Characterization in Vibrio natriegens:
According to the parts above, six kinds of composite parts were designed, including BBa_K3739031, BBa_K3739071, BBa_K3739106, BBa_K3739109, BBa_K3739114 and BBa_K3739115. BBa_K3739071 and BBa_K3739031 were transformed into Vibrio Natriegens to verifiy the function of SP-his-CBM-hutH. GE AKTA Prime Plus FPLC System was employed to purify the protein.
To compare the efficiency between His-HutH and his-CBM-HutH when killing algae, the purified protein of his-HutH and his-CBM-HutH was added to the shake flask containing 50 mL Phaeocystis globosa culture solution, separately. After being cultivated at 20℃ for 48 h, the team member extracted chlorophyll from algal cells with acetone. The absorbance of chlorophyll was measured at 665, 645, and 630 nm to calculate its concentration, which was used to indicate the distinction of inactivation ability between two proteins.
BBa_K3739114 and BBa_K3739115 were assembled into the plasmid backbone and transformed into E. coli BL21 (DE3), respectively. The two crude proteins were obtained through ultrasonication and mixed for incubation by bacterial fragmentation. The two crude proteins were mixed and incubated for some time. Western blot will be used to validate the binding between SpyTag and SpyCatcher in future experiments.
Based on functions validation of the toxic protein BlrA and blue light-induced system EL222 independently, blue light-induced circuits (pBlind-EL222-pBlind-blrA-GFP and J23106-EL222-pBlind-blrA-GFP) were further studied to verify the function of these two circuits. Positive colonies were selected by kanamycin preliminarily and then verified by regular PCR (Fig. 1) and sequencing.
Fig. 1. The result of regular PCR: BBa_K3739066_plasmid pET-28a(+) (left) and BBa_K3739117_plasmid pET-28a(+) (right).
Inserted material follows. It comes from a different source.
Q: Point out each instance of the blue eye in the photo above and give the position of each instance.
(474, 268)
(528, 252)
In order to simulate the possible leakage of engineering bacteria in actual condition and study the effectiveness of blue light strips in water outlet of cooling water circulation system in nuclear power plant, we designed a series of experiments to study the working state of the kill switch. The constructed genetic circuit was transformed into Vibrio natriegens through electroporation and was cultured in a dark environment throughout the whole process. After being cultured for 5.5 h in the shaker at 37 °C, samples were taken and gradient diluted to 10-7 for spread plate when its OD600 reached 1.0. After dilution, the samples were spread on four plates, two cultured in the dark and two illustrated by blue light.
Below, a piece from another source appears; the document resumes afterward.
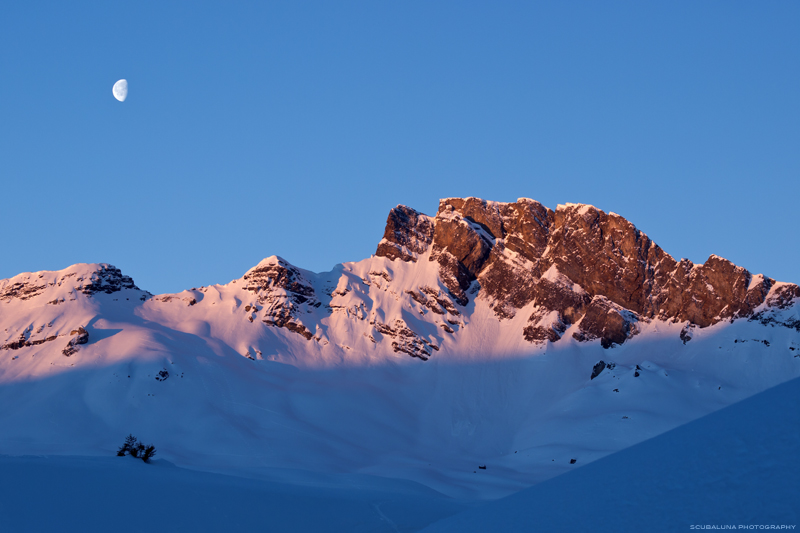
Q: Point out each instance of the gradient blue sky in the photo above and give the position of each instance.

After being cultivated for 12 h, we compared the growth situation of two groups (dark vs. illustrated by blue light). As shown in Fig. 2, many colonies were macroscopic in the group with the dark condition, while none visible colonies were observed in the group illustrated by blue light, indicating the success of the kill switch system.
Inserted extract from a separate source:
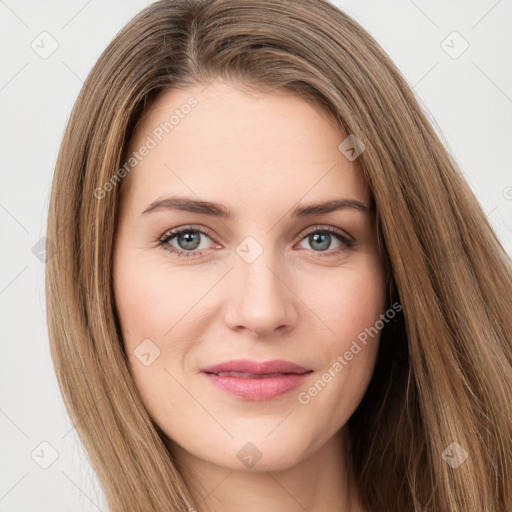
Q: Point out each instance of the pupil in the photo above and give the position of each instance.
(318, 237)
(190, 240)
Fig. 2. Results of colonies culture under dark or illustrated by blue light: pBlind-EL222-pBlind-blrA-GFP (left), J23106-EL222-pBLind-blrA-GFP (right). Fig. 3. Comparable colony count results of J+b (J23106-EL222-pBLind-blrA-GFP) and p+b (pBlind-EL222-pBlind-blrA-GFP) cultured under dark or illustrated by blue light. The process of engineering bacteria escaping from the working environment with a high concentration of bacteria to the natural environment with a low concentration of bacteria was simulated by lighting bacteria in the laboratory. Such an experimental scheme can verify the function of the combined circuit under the conditions close to the actual situation, that is, whether the engineered bacteria can be killed after being exposed to the blue light strips after leakage. According to the experimental results, the engineered bacteria can no longer produce progeny and form colonies after illustrated by blue light, which proves that the kill switch system induced by blue light own an excellent performance.